Published 20 Aug 2018 in cs.GT

Abstract: We characterize the class of group-strategyproof mechanisms for the single facility location game in any unconstrained strictly convex space. A mechanism is \emph{group-strategyproof}, if no group of agents can misreport so that all its members are \emph{strictly} better off. A strictly convex space is a normed vector space where $|x+y|<2$ holds for any pair of different unit vectors $x \neq y$, e.g., any $L_p$ space with $p\in (1,\infty)$. We show that any deterministic, unanimous, group-strategyproof mechanism must be dictatorial, and that any randomized, unanimous, translation-invariant, group-strategyproof mechanism must be \emph{2-dictatorial}. Here a randomized mechanism is 2-dictatorial if the lottery output of the mechanism must be distributed on the line segment between two dictators' inputs. A mechanism is translation-invariant if the output of the mechanism follows the same translation of the input.
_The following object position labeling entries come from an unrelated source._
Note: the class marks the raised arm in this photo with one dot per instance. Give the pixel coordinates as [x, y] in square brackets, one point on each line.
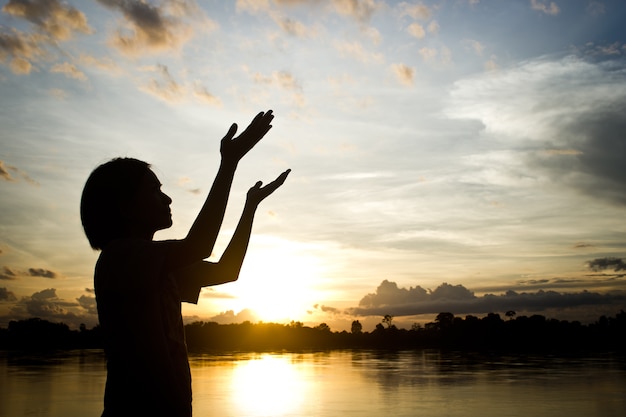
[199, 242]
[204, 274]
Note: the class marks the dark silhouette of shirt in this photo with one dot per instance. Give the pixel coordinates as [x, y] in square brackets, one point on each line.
[139, 307]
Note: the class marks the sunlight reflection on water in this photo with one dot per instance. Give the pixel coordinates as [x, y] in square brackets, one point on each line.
[337, 383]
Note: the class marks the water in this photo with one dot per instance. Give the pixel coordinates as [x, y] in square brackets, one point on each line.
[337, 383]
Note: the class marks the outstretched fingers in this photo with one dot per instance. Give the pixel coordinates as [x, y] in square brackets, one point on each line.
[258, 193]
[236, 147]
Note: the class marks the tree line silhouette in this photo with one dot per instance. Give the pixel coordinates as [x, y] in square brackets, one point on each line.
[522, 334]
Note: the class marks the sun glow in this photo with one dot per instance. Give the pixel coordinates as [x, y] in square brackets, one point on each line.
[267, 386]
[278, 282]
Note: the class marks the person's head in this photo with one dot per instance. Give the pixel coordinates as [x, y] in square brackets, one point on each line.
[123, 198]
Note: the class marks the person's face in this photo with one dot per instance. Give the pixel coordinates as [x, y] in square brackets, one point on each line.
[150, 210]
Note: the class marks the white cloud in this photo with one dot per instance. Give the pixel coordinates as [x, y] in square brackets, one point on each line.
[416, 30]
[551, 8]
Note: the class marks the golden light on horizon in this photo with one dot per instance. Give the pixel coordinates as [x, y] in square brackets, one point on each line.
[279, 283]
[267, 386]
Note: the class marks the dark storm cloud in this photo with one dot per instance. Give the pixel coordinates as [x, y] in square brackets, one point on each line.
[150, 28]
[6, 295]
[46, 305]
[7, 274]
[229, 317]
[390, 299]
[603, 264]
[55, 19]
[597, 167]
[40, 272]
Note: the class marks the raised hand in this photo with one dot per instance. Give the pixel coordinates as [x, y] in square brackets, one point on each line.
[233, 149]
[257, 193]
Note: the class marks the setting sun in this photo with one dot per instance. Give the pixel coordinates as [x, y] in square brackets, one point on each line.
[278, 281]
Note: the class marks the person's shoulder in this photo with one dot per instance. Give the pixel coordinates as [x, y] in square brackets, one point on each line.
[128, 244]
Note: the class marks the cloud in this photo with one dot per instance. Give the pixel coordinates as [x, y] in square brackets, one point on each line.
[69, 70]
[103, 64]
[390, 299]
[433, 27]
[360, 10]
[88, 303]
[550, 9]
[565, 115]
[43, 273]
[8, 274]
[602, 264]
[596, 8]
[204, 96]
[404, 73]
[293, 27]
[5, 174]
[57, 20]
[46, 305]
[474, 45]
[149, 29]
[22, 48]
[357, 51]
[416, 30]
[286, 81]
[416, 11]
[6, 295]
[163, 86]
[229, 317]
[252, 6]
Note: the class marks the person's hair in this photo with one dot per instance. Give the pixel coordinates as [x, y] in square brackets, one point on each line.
[108, 186]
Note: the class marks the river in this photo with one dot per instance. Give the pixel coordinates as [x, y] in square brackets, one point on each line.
[359, 383]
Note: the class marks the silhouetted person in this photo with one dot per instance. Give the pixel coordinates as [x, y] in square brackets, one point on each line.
[140, 283]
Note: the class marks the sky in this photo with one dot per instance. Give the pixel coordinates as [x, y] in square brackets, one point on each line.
[465, 156]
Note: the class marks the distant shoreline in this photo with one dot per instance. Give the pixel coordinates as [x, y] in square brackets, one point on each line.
[534, 334]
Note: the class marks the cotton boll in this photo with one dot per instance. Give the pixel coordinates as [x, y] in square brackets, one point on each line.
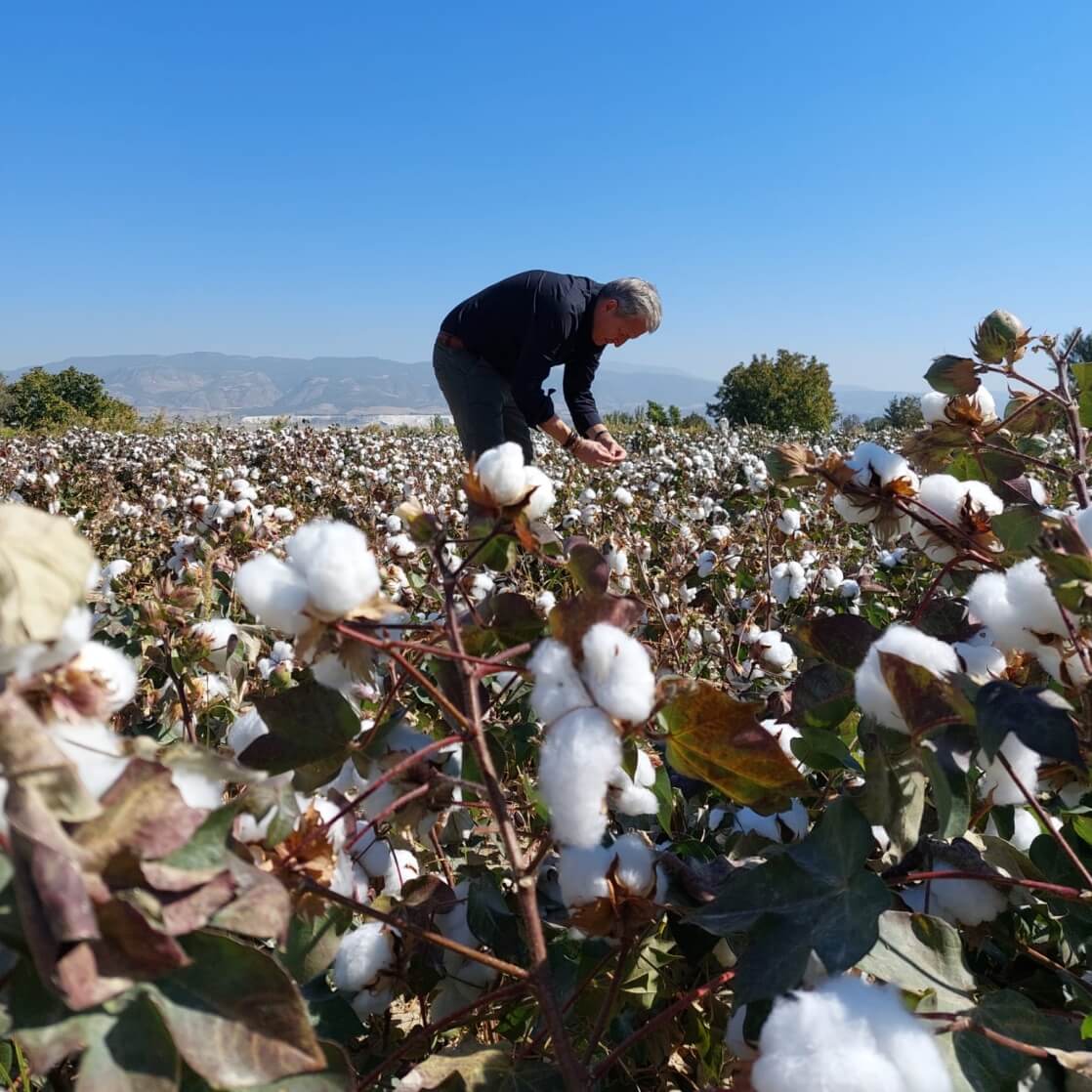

Our characterization directly implies that any (randomized) translation-invariant approximation algorithm satisfying the group-strategyproofness property has a lower bound of $2$-approximation for maximum cost (whenever $n \geq 3$), and $n/2 - 1$ for social cost. We also find an algorithm that $2$-approximates the maximum cost and $n/2$-approximates the social cost, proving the bounds to be (almost) tight.

Citations (1)

Summary

  • The paper characterizes deterministic and randomized group-strategyproof mechanisms for facility location in strictly convex spaces.
  • Deterministic group-strategyproof mechanisms are shown to be dictatorial, meaning one agent's input determines the facility location.
  • The problem inherently faces a minimum approximation bound of 2 for maximum cost and n/2 - 1 for social costs, limiting mechanism performance.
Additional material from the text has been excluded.